🤖 AI Summary
This study addresses the challenge of guiding large language models (LLMs) to effectively model students’ plausible misconceptions in problem-solving for the purpose of generating high-quality multiple-choice distractors. To this end, we develop an evaluation framework grounded in educational best practices, enabling fine-grained assessment of LLMs’ reasoning chains through structured behavioral analysis, misconception diagnosis, and prompt engineering. Our work is the first to systematically demonstrate a strong alignment between LLM-generated distractors and established pedagogical principles when simulating student errors, while identifying that model failures primarily stem from the correct-answer recovery and candidate filtering stages.
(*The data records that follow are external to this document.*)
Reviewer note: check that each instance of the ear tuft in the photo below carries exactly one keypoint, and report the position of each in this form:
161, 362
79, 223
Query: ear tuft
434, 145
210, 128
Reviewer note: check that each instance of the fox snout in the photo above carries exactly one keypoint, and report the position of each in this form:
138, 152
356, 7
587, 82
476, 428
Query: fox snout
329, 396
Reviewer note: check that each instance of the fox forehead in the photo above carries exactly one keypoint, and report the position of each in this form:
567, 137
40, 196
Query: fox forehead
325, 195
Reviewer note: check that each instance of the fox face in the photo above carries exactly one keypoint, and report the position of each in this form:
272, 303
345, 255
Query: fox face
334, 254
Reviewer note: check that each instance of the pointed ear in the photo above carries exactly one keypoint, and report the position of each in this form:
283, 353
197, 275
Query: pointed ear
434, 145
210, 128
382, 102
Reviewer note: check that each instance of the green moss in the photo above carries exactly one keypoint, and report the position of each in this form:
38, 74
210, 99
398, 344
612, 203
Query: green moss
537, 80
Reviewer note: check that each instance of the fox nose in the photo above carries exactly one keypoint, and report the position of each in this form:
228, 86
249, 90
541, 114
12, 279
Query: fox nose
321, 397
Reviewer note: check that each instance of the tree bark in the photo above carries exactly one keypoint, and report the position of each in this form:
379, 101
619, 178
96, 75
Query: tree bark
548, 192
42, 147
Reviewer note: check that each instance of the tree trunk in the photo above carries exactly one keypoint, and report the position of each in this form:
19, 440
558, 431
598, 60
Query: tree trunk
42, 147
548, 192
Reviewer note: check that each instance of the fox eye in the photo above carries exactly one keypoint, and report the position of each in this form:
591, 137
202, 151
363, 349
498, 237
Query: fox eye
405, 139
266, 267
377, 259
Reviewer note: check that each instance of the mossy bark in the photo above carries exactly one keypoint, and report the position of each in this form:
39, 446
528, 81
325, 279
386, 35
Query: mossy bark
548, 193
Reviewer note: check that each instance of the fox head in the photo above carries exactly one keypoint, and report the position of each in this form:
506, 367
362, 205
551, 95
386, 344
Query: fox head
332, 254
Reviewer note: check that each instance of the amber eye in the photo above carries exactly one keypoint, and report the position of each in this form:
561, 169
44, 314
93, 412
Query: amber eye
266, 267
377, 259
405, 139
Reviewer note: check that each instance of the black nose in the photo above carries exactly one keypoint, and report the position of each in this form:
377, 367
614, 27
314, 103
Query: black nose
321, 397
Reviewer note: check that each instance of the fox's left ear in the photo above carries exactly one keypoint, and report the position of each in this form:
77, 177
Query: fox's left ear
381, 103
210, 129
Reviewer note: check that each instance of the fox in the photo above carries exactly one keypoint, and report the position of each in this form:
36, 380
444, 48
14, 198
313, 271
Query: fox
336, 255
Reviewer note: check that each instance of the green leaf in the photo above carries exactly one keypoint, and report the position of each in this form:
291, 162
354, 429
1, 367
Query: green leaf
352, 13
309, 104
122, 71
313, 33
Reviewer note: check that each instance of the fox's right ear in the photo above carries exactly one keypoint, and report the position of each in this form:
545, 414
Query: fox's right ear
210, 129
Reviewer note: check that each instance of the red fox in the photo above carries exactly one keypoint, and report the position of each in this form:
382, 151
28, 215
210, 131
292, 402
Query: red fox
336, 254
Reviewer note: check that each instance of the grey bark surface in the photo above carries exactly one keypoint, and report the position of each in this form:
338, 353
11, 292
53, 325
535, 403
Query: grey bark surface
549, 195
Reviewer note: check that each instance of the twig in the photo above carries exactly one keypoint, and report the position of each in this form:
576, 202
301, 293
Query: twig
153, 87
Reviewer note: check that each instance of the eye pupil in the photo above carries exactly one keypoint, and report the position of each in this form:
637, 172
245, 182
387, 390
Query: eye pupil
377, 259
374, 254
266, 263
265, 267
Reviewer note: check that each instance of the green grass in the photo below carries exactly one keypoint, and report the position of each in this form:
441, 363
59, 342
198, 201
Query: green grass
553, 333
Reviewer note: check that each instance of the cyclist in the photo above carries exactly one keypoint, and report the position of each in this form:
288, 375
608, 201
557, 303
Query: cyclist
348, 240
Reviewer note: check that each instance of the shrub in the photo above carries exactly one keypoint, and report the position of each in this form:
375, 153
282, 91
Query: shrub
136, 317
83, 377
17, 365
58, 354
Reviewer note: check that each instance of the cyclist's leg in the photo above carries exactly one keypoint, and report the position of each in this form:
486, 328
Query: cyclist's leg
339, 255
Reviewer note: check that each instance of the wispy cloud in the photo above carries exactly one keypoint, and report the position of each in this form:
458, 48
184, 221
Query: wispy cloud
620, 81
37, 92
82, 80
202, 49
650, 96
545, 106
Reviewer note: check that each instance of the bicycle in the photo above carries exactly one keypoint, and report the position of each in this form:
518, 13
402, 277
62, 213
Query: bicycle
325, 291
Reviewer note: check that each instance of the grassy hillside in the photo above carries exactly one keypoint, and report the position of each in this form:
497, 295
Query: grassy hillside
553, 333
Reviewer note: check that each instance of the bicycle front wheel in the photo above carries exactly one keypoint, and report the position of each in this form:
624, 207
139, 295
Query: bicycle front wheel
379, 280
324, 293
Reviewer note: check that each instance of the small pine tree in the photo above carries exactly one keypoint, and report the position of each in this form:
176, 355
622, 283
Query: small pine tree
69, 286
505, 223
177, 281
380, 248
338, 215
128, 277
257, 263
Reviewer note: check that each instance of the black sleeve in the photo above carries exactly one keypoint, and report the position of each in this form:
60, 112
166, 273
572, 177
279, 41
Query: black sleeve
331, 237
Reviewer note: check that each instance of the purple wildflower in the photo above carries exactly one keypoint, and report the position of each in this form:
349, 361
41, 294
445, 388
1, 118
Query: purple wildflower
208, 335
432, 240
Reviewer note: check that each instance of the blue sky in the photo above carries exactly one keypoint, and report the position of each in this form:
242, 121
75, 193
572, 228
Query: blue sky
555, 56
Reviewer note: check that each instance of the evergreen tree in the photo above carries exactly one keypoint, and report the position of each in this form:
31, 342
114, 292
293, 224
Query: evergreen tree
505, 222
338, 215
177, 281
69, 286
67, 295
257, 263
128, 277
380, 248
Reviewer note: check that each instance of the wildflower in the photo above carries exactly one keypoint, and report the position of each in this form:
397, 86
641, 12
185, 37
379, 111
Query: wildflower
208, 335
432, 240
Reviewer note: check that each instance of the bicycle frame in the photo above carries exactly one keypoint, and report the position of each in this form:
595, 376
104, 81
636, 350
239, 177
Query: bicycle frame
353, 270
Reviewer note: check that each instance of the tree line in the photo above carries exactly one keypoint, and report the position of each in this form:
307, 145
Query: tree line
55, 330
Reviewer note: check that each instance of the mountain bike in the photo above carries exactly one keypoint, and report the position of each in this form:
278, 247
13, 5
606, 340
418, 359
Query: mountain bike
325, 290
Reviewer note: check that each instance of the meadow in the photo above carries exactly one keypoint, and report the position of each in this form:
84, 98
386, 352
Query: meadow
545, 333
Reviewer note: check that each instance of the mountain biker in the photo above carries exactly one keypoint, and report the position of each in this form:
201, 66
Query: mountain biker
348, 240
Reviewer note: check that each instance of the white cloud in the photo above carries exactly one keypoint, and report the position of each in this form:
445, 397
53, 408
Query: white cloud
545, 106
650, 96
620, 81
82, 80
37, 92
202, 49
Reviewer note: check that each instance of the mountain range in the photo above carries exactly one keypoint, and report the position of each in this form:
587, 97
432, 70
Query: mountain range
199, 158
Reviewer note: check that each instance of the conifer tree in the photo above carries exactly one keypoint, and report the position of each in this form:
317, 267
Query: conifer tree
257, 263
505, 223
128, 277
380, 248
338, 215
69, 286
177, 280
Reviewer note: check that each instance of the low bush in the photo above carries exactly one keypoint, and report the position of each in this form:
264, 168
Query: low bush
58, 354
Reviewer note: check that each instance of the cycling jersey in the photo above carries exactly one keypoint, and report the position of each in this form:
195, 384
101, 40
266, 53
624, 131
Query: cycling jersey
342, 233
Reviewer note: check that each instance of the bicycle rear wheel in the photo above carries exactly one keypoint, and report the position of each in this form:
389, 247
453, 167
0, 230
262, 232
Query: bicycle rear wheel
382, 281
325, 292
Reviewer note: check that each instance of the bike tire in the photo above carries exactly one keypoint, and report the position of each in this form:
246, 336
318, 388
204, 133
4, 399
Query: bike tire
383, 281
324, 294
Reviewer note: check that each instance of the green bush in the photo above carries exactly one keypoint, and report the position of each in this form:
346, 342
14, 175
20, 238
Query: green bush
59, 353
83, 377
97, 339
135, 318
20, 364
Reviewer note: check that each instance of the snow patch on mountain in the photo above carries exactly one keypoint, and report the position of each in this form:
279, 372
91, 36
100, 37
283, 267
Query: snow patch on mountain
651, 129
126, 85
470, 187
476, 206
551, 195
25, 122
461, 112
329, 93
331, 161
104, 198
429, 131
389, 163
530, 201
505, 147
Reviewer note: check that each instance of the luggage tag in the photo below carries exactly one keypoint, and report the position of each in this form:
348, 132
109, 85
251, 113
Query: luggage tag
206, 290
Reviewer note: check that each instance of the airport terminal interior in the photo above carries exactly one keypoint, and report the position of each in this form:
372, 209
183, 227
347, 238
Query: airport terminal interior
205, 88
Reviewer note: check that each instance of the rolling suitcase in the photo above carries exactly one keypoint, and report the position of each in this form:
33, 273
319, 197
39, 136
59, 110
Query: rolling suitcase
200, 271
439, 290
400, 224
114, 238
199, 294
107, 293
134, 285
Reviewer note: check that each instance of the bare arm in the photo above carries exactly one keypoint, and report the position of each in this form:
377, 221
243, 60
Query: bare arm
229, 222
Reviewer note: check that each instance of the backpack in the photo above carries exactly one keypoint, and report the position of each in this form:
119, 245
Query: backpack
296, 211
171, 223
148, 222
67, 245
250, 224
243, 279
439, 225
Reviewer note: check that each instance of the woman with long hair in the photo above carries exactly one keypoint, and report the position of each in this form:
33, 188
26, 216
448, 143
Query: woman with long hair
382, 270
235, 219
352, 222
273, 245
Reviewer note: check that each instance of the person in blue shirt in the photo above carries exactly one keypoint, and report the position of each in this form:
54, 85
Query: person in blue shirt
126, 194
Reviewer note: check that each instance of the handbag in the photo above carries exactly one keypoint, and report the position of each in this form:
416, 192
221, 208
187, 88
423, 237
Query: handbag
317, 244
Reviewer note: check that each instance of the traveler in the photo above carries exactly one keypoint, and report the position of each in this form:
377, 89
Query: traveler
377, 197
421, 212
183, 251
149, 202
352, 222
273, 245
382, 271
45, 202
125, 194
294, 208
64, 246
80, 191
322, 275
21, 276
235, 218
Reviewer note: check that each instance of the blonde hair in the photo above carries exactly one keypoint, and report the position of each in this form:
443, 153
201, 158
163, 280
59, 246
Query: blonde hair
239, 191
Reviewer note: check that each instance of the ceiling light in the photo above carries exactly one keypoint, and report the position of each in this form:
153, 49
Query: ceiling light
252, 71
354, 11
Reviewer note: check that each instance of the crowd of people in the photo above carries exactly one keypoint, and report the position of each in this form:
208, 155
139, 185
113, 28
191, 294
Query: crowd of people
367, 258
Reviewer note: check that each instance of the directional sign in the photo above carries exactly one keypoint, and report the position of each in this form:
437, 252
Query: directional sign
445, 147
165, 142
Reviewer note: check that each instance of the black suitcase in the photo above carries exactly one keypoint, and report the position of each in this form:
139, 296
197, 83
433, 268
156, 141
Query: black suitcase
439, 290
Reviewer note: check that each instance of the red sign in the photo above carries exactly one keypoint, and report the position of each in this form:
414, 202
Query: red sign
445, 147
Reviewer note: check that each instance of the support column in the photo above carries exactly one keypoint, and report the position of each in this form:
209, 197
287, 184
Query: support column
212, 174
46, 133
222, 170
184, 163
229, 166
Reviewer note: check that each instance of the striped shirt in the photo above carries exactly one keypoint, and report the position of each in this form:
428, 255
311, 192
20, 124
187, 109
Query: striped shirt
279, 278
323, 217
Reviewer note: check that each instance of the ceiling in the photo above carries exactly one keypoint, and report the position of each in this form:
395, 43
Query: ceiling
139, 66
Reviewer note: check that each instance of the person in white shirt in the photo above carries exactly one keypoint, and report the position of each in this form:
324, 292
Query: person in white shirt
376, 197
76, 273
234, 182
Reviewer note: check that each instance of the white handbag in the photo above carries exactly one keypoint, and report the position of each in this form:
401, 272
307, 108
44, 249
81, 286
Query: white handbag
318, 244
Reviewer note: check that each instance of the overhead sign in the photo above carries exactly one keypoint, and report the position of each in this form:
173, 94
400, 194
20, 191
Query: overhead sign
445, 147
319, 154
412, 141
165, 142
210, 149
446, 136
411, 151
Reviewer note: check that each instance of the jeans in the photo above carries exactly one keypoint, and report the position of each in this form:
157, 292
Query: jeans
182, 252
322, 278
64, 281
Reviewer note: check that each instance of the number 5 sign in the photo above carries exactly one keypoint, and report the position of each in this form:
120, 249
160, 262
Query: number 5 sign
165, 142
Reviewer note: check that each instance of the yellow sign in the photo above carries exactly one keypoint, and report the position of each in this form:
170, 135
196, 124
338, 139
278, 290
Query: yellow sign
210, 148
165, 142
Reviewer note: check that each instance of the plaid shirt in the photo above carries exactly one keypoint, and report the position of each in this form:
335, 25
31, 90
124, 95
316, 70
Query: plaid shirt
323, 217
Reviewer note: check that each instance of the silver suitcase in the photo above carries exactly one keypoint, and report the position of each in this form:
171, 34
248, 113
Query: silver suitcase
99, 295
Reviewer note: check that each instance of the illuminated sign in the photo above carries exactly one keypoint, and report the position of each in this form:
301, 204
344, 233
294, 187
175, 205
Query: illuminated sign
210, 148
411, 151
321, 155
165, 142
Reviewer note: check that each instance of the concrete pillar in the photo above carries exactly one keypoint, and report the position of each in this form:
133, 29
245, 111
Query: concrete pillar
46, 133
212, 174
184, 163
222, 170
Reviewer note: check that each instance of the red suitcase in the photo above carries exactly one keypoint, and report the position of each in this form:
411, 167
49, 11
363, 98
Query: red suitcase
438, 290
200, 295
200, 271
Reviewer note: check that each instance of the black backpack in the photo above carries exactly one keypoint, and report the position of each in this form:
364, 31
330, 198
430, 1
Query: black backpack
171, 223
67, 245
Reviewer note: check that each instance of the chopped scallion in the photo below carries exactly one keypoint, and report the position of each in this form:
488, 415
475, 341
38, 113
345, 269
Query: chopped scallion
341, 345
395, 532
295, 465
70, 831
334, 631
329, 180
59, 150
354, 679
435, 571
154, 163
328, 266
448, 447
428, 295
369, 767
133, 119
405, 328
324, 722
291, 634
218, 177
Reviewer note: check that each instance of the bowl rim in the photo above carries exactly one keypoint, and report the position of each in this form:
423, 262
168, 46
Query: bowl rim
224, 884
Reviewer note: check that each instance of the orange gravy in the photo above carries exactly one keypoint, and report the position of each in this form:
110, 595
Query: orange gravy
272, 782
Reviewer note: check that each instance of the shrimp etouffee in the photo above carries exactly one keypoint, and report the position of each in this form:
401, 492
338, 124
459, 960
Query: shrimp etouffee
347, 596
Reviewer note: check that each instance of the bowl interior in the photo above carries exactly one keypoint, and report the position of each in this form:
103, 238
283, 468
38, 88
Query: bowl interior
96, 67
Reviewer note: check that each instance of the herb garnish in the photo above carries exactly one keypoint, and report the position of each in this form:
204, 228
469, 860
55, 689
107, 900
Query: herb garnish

Experimental results show that explicitly providing the correct answer in prompts increases the consistency between generated and human-authored distractors by 8%, underscoring the critical role of anchoring on the correct solution in modeling erroneous reasoning.
📝 Abstract
Modeling plausible student misconceptions is critical for AI in education. In this work, we examine how large language models (LLMs) reason about misconceptions when generating multiple-choice distractors, a task that requires modeling incorrect yet plausible answers by coordinating solution knowledge, simulating student misconceptions, and evaluating plausibility. We introduce a taxonomy for analyzing the strategies used by state-of-the-art LLMs, examining their reasoning procedures and comparing them to established best practices in the learning sciences. Our structured analysis reveals a surprising alignment between their processes and best practices: the models typically solve the problem correctly first, then articulate and simulate multiple potential misconceptions, and finally select a set of distractors. An analysis of failure modes reveals that errors arise primarily from failures in recovering the correct solution and selecting among response candidates, rather than simulating errors or structuring the process. Consistent with these results, we find that providing the correct solution in the prompt improves alignment with human-authored distractors by 8%, highlighting the critical role of anchoring to the correct solution when generating plausible incorrect student reasoning. Overall, our analysis offers a structured and interpretable lens into LLMs' ability to model incorrect student reasoning and produce high-quality distractors.